This Is Not an Exit refers to the last line of Bret Easton Ellis’s novel American Psycho (1991), about the aftereffects of the 1980s financial boom on Wall Street. YBA Mat Collishaw, like the American novelist, has earned enough credits to speak convincingly on the trappings of late capitalist society. Alone in the gallery with his new almost- photorealist paintings of what could be narcotic wraps – after the private-view party people have gone – one’s mind is not actually occupied with notions of bad-boy hedonism offered here. Rather, it’s occupied with what has prompted Collishaw to return to painting, having spent most of his career so far reconfiguring the medium’s tropes through comparatively distanced technological means.
The exhibition features two series of figurative paintings depicting unfolded sections of paper, of both the plain kind and pages from fashion/men’s magazines, coated in traces of white powder. As promised, there are no pictorial escape routes: each composition could extend indefinitely from its rhomboid or square canvas, while the viral spread of powdered matter draws one from the depth of field created by the painterly illusion of folds and magazine motifs – model limbs and interior details origami’d into nonsensical narrative jigsaws – to the image surface. The melding of different glossy-mag sensibilities brings to mind the question of what separates one sexy sales pitch from another in commercial publishing. Up close, however, they do not look like photographs: each plane appears to break down into squirming, germy swatches of many painted marks.

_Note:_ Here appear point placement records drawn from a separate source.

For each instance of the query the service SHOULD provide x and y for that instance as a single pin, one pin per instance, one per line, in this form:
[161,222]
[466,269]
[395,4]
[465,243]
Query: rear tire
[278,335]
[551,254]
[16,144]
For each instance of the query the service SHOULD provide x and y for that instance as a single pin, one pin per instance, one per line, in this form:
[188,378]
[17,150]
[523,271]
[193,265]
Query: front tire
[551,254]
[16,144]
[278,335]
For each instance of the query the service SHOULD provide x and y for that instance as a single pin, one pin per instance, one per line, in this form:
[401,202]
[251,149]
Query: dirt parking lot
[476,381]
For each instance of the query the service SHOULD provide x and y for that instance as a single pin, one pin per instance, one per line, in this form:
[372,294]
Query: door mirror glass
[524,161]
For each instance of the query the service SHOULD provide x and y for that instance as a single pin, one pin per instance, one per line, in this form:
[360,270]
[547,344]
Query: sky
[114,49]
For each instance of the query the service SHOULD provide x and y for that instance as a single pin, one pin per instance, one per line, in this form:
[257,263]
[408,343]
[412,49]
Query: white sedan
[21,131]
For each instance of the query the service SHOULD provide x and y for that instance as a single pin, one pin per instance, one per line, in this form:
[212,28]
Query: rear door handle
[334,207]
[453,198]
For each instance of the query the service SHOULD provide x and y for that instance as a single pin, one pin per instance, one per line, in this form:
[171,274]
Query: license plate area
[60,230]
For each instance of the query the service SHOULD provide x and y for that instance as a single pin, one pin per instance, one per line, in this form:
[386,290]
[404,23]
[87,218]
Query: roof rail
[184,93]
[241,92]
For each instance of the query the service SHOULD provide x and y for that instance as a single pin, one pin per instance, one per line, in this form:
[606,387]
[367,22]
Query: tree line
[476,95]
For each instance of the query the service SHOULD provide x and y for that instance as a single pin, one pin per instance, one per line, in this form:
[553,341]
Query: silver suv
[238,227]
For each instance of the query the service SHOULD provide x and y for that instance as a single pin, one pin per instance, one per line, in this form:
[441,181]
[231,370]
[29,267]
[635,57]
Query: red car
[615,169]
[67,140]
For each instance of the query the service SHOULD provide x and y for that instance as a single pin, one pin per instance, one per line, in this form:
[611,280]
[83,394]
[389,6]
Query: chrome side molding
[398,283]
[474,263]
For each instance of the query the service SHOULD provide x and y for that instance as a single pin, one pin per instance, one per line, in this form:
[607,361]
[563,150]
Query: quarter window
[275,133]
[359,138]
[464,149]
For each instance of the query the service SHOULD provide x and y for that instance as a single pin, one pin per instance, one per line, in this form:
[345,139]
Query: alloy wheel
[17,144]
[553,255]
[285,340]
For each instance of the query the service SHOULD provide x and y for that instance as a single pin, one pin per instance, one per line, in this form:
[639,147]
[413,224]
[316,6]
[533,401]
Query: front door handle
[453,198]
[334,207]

The literary line ‘This is not an exit’ is arguably now as iconic as the exhibition subject territory (the mis- or overuse of substances and imagery) is obvious. The borderline gauche manner in which Collishaw wades into contentious issues or well-fielded debate is exactly what prevents this exhibition (as opposed to Shooting Star, the artist’s 2008 show at Haunch of Venison, with its projections of Victorian child prostitutes) from drowning in the moral mire. The issues here, concerning social and fiscal responsibility, appear little more than a means of bringing one to the picture to engage with painting: the fact of his renewed love for the process and its influence on today’s culture of images. For Collishaw seems to acknowledge, through much and impressive evidence of painterly homage – from the folds of Jan van Eyck drapery to the muted Giorgio Morandi tones of exquisitely realised grey, lilac and buff sheets of paper – that the way, in terms of how we ‘read’ images, has been paved and repaved.
Many of the theories underpinning photoreal painting may already be firmly established, a fact well underlined by the Hayward Gallery’s Painting of Modern Life exhibition back in 2007, but as Collishaw highlights here, it’s not as if we are impervious to the power of the lens- derived image as a result. Marshall McLuhan’s 1967 mantra on medium as message remains acutely relevant to the digital present. Collishaw’s nods here to master image-makers affirm the lure of the past in the technologically complex present, all the while alerting one to the fact that the rules of engagement have changed. The skin of a lone disembodied hand waving on one canvas momentarily recalls Richard Hamilton’s silkscreen Swingeing London 67 (1968–9). Yet this is no depiction of the fuzzy newsprint view from a paparazzo’s lens, but one from the postproduction studio, evoking the smooth liquidity of the airbrush and the glossy gloop of modern makeup.